Last Tuesday, at the tail end of an already excellent show, Ever Mainard did a set at Chicago Underground Comedy that blew a lot of people's doors off. She discussed a real (and painfully recent) incident where she had a terrifying encounter with a sketchy dude at the Morse stop on the Red Line. She openly broached an extremely sensitive and universal subject (the fear of sexual assault) and, in doing so, dipped a toe in some dangerous comedic waters.

Anyone who's done stand-up for any length of time has sat through terrible open mics and listened to terrible comics tell terrible jokes about the "terrible two" (yes, I just made that up): rape and abortion. 99.4% of all jokes that touch on these subjects are gaggingly awful attempts at shock-value comedy.

But we knew even before she walked off the stage that her set was one of the rare exceptions to this rule. It was honest, and raw, and rough - and had the entire room of men and women laughing. Not just the "ha ha, and clever juxtaposition of words and ideas" laugh, or the "ha ha, that caught me by surprise" laugh, but a - bear with me for using such a grandiose word here - transcendent laugh. It was an "I can't believe she's saying these words, and I can't believe she's making them funny" laugh. And it was definitely a "this has been my experience, too" laugh.

She was discussing something terribly painful that most people avoid acknowledging or discussing in regular conversation, and she was doing it ONSTAGE. And she was owning it, and re-forming it, and channeling it into something entirely new.

It was something really special. People stuck around after the show to tell us so, and asked us to put the clip online, so their friends could see it.


The next morning, Ever asked me to put her set online, so I edited it up all slick and pretty (and was inspired to write a new bit of music!), and uploaded it, texting with her all the while.
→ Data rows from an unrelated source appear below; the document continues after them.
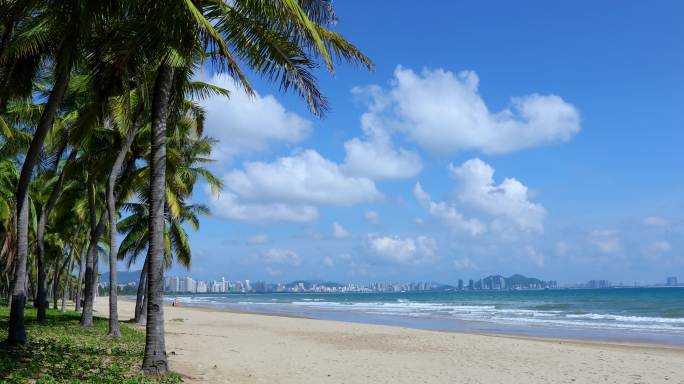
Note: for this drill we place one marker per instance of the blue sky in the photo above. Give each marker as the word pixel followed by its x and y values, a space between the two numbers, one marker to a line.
pixel 492 137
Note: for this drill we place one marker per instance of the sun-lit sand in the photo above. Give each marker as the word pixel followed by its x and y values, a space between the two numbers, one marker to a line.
pixel 211 346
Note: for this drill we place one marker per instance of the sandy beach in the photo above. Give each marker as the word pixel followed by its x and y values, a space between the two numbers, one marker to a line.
pixel 213 346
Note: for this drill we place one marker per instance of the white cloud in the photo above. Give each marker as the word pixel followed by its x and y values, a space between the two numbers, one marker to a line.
pixel 339 232
pixel 408 250
pixel 562 248
pixel 535 256
pixel 229 205
pixel 281 257
pixel 447 213
pixel 372 217
pixel 606 240
pixel 464 263
pixel 504 208
pixel 290 189
pixel 508 202
pixel 656 221
pixel 377 158
pixel 257 239
pixel 657 248
pixel 245 124
pixel 444 113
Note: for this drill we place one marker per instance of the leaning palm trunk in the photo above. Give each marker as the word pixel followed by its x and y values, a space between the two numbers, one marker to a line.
pixel 111 208
pixel 154 362
pixel 142 285
pixel 91 273
pixel 81 273
pixel 55 281
pixel 70 262
pixel 17 327
pixel 40 235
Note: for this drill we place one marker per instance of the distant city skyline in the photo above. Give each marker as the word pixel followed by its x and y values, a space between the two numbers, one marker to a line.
pixel 187 284
pixel 546 141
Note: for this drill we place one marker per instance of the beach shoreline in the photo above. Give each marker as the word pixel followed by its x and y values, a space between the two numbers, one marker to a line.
pixel 214 345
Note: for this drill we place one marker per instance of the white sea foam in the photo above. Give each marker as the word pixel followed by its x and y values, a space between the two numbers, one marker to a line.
pixel 463 311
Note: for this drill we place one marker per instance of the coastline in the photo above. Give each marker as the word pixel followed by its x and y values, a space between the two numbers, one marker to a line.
pixel 213 345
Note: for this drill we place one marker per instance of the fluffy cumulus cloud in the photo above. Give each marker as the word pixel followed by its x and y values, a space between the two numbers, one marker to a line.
pixel 290 189
pixel 257 239
pixel 447 213
pixel 508 202
pixel 403 250
pixel 372 217
pixel 376 157
pixel 444 113
pixel 464 263
pixel 244 123
pixel 656 221
pixel 605 240
pixel 281 257
pixel 339 232
pixel 656 248
pixel 503 208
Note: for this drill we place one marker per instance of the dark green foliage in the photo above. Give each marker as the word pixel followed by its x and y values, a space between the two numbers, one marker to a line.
pixel 61 351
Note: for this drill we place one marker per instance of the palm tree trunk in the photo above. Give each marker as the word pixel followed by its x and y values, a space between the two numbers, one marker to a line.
pixel 17 328
pixel 146 297
pixel 40 234
pixel 81 273
pixel 111 208
pixel 55 281
pixel 91 273
pixel 65 290
pixel 154 362
pixel 17 331
pixel 142 284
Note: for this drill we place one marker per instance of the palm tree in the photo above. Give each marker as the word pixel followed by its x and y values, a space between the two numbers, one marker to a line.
pixel 279 39
pixel 55 35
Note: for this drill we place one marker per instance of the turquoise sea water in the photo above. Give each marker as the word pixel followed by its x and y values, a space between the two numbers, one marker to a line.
pixel 630 314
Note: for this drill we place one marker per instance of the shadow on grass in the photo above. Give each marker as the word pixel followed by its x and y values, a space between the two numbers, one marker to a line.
pixel 61 351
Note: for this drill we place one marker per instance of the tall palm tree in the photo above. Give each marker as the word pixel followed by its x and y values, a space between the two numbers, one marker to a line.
pixel 55 36
pixel 280 39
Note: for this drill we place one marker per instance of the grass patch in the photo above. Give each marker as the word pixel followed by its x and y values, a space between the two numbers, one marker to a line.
pixel 61 351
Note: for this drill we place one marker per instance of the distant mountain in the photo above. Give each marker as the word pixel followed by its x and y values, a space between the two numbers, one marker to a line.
pixel 514 281
pixel 122 277
pixel 523 281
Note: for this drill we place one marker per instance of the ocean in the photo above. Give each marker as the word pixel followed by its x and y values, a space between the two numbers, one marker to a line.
pixel 654 315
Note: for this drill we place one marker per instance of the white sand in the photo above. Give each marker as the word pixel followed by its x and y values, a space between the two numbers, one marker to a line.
pixel 211 346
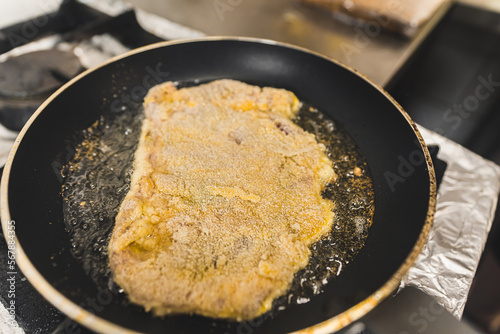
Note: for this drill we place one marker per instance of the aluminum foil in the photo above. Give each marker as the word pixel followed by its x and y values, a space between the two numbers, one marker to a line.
pixel 466 203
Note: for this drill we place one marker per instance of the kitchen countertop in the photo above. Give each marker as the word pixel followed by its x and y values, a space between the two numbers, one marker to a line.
pixel 468 195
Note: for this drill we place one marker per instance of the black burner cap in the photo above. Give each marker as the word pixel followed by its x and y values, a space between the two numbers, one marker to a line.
pixel 37 73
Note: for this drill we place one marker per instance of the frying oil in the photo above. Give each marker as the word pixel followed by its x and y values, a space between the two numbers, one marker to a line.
pixel 98 178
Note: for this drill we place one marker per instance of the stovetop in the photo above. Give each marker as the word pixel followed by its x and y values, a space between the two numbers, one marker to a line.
pixel 78 27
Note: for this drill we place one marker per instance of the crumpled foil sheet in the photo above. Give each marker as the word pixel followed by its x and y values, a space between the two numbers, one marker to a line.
pixel 466 203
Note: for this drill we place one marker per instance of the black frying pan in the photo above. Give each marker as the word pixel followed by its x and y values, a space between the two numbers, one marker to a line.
pixel 399 162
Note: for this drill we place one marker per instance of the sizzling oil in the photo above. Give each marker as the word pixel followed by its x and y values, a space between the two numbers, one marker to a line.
pixel 98 178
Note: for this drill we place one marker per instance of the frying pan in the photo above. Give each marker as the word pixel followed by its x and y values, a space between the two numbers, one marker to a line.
pixel 399 161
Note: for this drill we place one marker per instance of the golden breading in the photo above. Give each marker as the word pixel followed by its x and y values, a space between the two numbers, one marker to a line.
pixel 225 199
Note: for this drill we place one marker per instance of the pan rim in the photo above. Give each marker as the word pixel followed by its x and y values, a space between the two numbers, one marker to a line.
pixel 96 323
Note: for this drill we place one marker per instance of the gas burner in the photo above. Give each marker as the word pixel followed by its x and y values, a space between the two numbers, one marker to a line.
pixel 28 79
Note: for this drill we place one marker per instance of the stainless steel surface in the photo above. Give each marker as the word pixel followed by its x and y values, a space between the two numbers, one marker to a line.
pixel 365 47
pixel 466 203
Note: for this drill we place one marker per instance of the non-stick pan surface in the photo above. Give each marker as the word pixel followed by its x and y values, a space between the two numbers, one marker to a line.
pixel 398 160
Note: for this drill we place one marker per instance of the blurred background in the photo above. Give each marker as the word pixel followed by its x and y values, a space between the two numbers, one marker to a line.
pixel 439 59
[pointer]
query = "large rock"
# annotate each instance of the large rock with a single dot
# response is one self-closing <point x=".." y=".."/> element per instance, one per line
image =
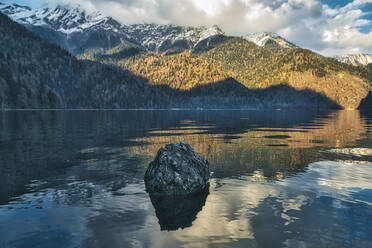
<point x="177" y="170"/>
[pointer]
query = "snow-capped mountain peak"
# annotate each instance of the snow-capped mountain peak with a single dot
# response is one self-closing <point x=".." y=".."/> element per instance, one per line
<point x="265" y="38"/>
<point x="63" y="18"/>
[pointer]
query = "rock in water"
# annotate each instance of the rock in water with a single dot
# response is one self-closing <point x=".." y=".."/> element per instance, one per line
<point x="177" y="170"/>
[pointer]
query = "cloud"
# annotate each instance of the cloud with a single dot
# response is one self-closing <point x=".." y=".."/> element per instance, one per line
<point x="308" y="23"/>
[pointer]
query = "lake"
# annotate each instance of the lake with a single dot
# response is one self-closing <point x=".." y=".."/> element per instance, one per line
<point x="279" y="179"/>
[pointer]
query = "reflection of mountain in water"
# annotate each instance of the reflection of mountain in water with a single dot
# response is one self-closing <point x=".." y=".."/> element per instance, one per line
<point x="176" y="212"/>
<point x="278" y="142"/>
<point x="113" y="148"/>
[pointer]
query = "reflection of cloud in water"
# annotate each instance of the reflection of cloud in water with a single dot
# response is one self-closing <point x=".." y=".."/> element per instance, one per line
<point x="243" y="209"/>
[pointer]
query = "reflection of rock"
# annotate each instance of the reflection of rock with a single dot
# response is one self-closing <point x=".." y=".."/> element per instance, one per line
<point x="176" y="212"/>
<point x="177" y="170"/>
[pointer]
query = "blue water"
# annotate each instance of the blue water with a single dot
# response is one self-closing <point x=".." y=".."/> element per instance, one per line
<point x="75" y="179"/>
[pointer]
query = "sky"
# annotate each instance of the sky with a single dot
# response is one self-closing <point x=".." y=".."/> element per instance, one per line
<point x="329" y="27"/>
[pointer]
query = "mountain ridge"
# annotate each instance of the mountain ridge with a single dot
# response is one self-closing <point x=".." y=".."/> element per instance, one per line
<point x="70" y="22"/>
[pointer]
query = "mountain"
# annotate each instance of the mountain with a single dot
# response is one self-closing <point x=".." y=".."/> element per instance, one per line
<point x="264" y="39"/>
<point x="79" y="31"/>
<point x="71" y="28"/>
<point x="203" y="66"/>
<point x="37" y="74"/>
<point x="356" y="59"/>
<point x="254" y="67"/>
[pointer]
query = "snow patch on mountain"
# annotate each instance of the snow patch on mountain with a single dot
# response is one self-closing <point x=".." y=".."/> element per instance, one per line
<point x="355" y="59"/>
<point x="69" y="20"/>
<point x="265" y="38"/>
<point x="65" y="19"/>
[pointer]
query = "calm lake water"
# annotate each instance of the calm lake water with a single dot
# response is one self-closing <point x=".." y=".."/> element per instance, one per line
<point x="75" y="179"/>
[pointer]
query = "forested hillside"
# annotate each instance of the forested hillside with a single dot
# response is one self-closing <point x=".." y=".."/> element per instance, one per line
<point x="253" y="66"/>
<point x="36" y="74"/>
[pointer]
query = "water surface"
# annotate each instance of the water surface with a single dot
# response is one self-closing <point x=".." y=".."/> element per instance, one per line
<point x="75" y="179"/>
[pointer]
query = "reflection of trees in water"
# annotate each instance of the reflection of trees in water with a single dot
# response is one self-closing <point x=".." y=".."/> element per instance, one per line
<point x="36" y="145"/>
<point x="253" y="149"/>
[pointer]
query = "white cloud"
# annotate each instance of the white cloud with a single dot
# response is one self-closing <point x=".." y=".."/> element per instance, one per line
<point x="308" y="23"/>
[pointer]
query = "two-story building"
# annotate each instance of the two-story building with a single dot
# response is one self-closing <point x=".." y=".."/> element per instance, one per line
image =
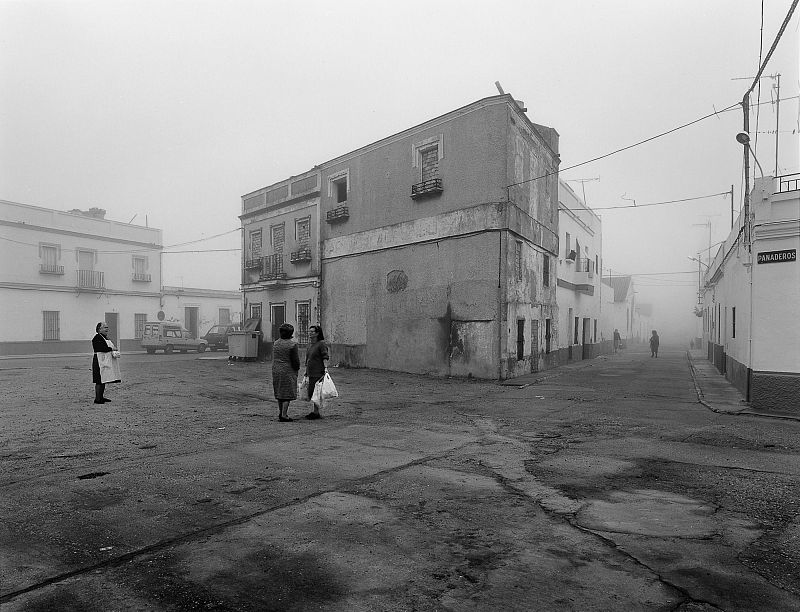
<point x="751" y="298"/>
<point x="281" y="254"/>
<point x="62" y="272"/>
<point x="436" y="247"/>
<point x="579" y="295"/>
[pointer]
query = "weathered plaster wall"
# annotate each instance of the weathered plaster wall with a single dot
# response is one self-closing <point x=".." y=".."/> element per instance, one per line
<point x="410" y="315"/>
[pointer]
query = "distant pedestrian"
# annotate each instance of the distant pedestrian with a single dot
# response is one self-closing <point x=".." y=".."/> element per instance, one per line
<point x="316" y="358"/>
<point x="654" y="344"/>
<point x="105" y="362"/>
<point x="285" y="365"/>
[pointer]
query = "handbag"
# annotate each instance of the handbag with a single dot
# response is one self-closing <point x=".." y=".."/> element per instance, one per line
<point x="328" y="388"/>
<point x="302" y="388"/>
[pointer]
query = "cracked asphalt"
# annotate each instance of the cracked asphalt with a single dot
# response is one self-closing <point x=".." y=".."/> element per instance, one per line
<point x="620" y="483"/>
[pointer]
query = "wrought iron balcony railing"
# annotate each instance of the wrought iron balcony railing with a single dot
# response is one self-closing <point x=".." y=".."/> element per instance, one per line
<point x="340" y="213"/>
<point x="51" y="269"/>
<point x="427" y="188"/>
<point x="788" y="182"/>
<point x="272" y="267"/>
<point x="90" y="279"/>
<point x="300" y="256"/>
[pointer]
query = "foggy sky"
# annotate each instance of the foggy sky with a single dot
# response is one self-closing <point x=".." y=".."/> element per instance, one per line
<point x="170" y="111"/>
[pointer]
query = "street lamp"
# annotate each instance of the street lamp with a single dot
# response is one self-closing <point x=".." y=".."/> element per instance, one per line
<point x="743" y="138"/>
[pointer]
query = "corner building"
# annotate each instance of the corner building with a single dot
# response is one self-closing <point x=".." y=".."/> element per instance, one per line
<point x="436" y="247"/>
<point x="439" y="246"/>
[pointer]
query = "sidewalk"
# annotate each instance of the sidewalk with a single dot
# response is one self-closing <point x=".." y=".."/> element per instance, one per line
<point x="717" y="393"/>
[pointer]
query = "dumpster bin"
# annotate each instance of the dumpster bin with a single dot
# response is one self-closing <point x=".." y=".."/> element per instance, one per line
<point x="244" y="345"/>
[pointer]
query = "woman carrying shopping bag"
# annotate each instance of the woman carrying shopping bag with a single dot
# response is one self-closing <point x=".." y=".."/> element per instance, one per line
<point x="316" y="358"/>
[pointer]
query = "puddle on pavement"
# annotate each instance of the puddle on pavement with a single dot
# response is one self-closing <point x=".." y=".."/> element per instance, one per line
<point x="651" y="513"/>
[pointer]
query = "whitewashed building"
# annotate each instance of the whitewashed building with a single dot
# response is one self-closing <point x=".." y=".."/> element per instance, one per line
<point x="63" y="272"/>
<point x="751" y="299"/>
<point x="578" y="288"/>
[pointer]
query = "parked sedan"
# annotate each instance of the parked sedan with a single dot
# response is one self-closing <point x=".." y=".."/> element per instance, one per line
<point x="217" y="336"/>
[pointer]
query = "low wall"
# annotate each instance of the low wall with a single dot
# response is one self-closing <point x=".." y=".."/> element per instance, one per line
<point x="775" y="391"/>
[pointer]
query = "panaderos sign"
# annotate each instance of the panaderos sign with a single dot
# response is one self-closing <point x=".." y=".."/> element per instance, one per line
<point x="778" y="256"/>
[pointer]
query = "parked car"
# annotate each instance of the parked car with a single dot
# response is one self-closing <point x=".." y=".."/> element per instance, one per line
<point x="217" y="336"/>
<point x="161" y="335"/>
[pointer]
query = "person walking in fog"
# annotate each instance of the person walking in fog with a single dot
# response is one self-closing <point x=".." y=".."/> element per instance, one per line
<point x="316" y="356"/>
<point x="285" y="365"/>
<point x="654" y="344"/>
<point x="105" y="362"/>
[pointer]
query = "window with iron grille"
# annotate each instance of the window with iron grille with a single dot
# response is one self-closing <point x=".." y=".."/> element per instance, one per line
<point x="51" y="329"/>
<point x="429" y="163"/>
<point x="303" y="316"/>
<point x="302" y="230"/>
<point x="277" y="237"/>
<point x="546" y="271"/>
<point x="50" y="255"/>
<point x="255" y="244"/>
<point x="139" y="320"/>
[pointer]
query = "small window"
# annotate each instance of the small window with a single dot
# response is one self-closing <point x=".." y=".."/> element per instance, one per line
<point x="546" y="271"/>
<point x="255" y="244"/>
<point x="138" y="325"/>
<point x="302" y="230"/>
<point x="51" y="326"/>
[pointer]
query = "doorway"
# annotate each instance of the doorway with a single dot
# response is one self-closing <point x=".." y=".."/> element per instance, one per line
<point x="112" y="319"/>
<point x="191" y="319"/>
<point x="278" y="319"/>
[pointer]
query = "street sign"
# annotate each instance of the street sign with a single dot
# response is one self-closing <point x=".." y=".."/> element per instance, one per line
<point x="778" y="256"/>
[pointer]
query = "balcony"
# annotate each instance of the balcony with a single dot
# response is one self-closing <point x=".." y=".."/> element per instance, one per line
<point x="90" y="279"/>
<point x="788" y="182"/>
<point x="301" y="256"/>
<point x="427" y="188"/>
<point x="272" y="268"/>
<point x="51" y="269"/>
<point x="340" y="213"/>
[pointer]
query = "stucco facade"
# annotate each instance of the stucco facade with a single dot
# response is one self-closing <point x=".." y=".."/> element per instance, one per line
<point x="281" y="255"/>
<point x="62" y="272"/>
<point x="437" y="247"/>
<point x="581" y="333"/>
<point x="751" y="298"/>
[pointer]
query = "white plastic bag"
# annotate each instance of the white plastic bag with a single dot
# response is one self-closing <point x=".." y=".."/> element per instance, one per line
<point x="302" y="388"/>
<point x="328" y="388"/>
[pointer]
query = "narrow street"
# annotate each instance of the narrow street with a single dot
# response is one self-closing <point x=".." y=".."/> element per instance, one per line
<point x="603" y="485"/>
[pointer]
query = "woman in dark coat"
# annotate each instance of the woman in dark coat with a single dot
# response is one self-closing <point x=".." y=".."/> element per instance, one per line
<point x="316" y="356"/>
<point x="654" y="344"/>
<point x="285" y="365"/>
<point x="100" y="345"/>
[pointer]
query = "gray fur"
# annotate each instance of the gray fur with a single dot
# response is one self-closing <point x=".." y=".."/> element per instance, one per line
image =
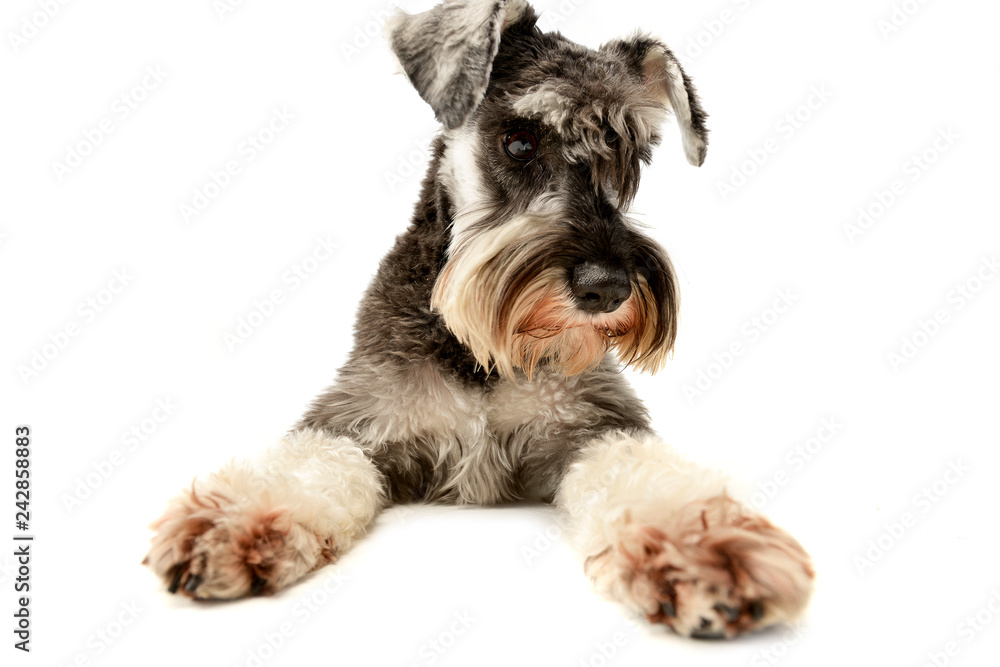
<point x="439" y="422"/>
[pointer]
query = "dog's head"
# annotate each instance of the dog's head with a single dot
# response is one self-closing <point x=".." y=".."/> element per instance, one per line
<point x="543" y="144"/>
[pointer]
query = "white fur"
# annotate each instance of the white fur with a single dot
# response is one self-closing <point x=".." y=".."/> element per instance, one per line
<point x="330" y="484"/>
<point x="460" y="174"/>
<point x="620" y="478"/>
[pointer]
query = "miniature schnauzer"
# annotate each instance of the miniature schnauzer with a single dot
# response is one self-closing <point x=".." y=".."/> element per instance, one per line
<point x="488" y="349"/>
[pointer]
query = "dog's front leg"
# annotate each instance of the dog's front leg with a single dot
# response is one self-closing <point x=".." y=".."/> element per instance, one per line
<point x="256" y="527"/>
<point x="661" y="535"/>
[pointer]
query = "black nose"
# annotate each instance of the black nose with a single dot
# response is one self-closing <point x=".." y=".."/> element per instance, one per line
<point x="599" y="288"/>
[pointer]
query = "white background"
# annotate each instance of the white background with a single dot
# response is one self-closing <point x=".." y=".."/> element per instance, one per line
<point x="332" y="173"/>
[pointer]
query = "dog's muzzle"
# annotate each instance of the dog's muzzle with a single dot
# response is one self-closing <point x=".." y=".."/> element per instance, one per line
<point x="599" y="287"/>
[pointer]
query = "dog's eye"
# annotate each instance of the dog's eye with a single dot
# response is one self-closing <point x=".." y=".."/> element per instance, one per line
<point x="521" y="145"/>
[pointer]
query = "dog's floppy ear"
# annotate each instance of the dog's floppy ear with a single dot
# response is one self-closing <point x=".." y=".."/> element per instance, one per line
<point x="667" y="82"/>
<point x="447" y="52"/>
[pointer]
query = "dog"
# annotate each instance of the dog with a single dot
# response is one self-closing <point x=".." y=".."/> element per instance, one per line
<point x="488" y="349"/>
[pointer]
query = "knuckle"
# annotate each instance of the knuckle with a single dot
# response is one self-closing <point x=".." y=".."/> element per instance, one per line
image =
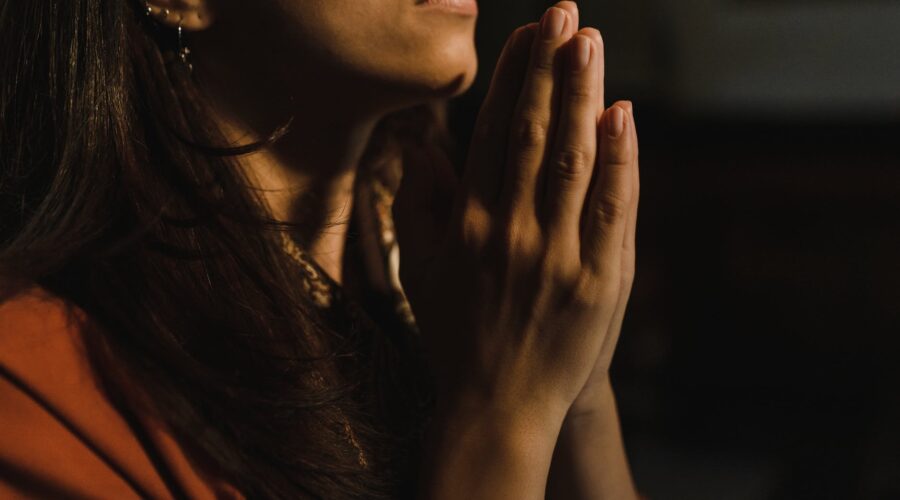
<point x="543" y="61"/>
<point x="485" y="130"/>
<point x="570" y="163"/>
<point x="581" y="91"/>
<point x="474" y="227"/>
<point x="517" y="239"/>
<point x="529" y="134"/>
<point x="611" y="208"/>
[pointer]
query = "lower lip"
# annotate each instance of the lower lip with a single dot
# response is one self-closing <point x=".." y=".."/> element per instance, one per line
<point x="465" y="7"/>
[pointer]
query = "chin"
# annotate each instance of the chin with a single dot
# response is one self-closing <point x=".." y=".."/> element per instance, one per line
<point x="446" y="71"/>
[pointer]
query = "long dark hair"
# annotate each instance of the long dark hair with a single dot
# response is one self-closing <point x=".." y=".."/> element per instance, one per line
<point x="114" y="197"/>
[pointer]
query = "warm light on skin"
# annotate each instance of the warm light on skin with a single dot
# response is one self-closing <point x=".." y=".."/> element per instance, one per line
<point x="335" y="67"/>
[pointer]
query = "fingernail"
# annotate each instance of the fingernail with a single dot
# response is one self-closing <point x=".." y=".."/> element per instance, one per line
<point x="616" y="122"/>
<point x="581" y="53"/>
<point x="554" y="23"/>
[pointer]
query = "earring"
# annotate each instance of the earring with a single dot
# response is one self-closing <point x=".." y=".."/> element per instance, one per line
<point x="184" y="52"/>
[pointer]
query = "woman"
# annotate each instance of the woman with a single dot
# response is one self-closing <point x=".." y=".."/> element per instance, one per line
<point x="199" y="270"/>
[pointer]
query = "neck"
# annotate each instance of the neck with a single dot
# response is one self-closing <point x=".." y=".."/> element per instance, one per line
<point x="306" y="177"/>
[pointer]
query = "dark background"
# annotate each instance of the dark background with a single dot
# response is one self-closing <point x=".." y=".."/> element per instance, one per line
<point x="760" y="353"/>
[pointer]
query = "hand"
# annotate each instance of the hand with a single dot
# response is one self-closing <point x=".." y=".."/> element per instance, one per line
<point x="531" y="258"/>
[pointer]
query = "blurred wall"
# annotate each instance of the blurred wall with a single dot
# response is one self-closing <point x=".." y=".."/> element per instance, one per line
<point x="759" y="357"/>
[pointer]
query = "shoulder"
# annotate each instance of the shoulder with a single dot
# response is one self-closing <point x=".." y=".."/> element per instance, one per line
<point x="60" y="436"/>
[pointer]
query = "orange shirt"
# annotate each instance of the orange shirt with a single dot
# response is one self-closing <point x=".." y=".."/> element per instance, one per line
<point x="60" y="436"/>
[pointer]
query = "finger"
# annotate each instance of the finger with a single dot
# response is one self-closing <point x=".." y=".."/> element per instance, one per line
<point x="571" y="165"/>
<point x="534" y="114"/>
<point x="595" y="35"/>
<point x="612" y="194"/>
<point x="487" y="153"/>
<point x="629" y="254"/>
<point x="572" y="9"/>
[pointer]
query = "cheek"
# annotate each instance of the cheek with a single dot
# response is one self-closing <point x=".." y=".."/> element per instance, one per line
<point x="409" y="49"/>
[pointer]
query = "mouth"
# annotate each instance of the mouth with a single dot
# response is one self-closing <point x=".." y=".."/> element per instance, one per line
<point x="465" y="7"/>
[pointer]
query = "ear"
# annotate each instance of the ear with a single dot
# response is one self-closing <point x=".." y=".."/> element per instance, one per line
<point x="191" y="15"/>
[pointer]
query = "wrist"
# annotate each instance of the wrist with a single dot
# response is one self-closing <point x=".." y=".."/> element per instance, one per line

Shortly thereafter, a little "ping" went off in my head, and I texted her "What would you think about me titling this clip 'Here's Your Rape?'" (a line she repeats in the bit). With both of us knowing full well it might open up a whole can of ugly internet worms, she said yes, and I changed the title.

Then I spent about an hour emailing various online media outlets I thought might be interested in posting and commenting on it. Feminist blogs, gay blogs, Chicago blogs, comedy blogs, street harassment blogs, and even public transportation-related blogs. LOTS of positive response, and lots of re-posting.

Below is a sample of the places where Ever's "Here's Your Rape" video has been posted online in the last two days since it went online. The Jezebel post (as of right now) has been read over 33,000 times, and the count on my YouTube posting is stuck at just under 5,000, which I know from experience means it's getting tons and tons of hits (which will show up in the hit count sometime later).

Jezebel: "Ever Mainard proves that rape jokes can be funny — in this case, funny because they're true."

Strollerderby (thanks to Carolyn Castiglia): "Mainard makes a lot of excellent (and hilarious) points in this clip"

Gapers Block: "Local comic Ever Mainard had a set this past Tuesday at Chicago Underground Comedy that people are still talking about."

Laughterkey: "Perfect example of how joking about rape can be funny if it’s clever, insightful, honest and/or you know - funny. The “here’s my rape” thing is something every woman can relate to, which is sad, but she keeps it from getting too dark by staying wonderfully absurd."

RedEye Chicago: "Props to Chicago funny lady…@evermainard for getting props from @Jezebel!"

geriatricgretch: "this is fantastic. I pretty much think this all the time."

jenawithonen: "it’s funny because it’s true; i can’t count how many times i’ve been walking by myself and thought this."

Clarissa's Blog

And, of course, our old pals at The Apiary.

We're very proud of Ever.


EDIT 2/7/12: This video is being reposted and discussed in a lot of places online, and I just want to clarify: Ever is discussing a real event that happened a few days before and all the details were as she describes them here.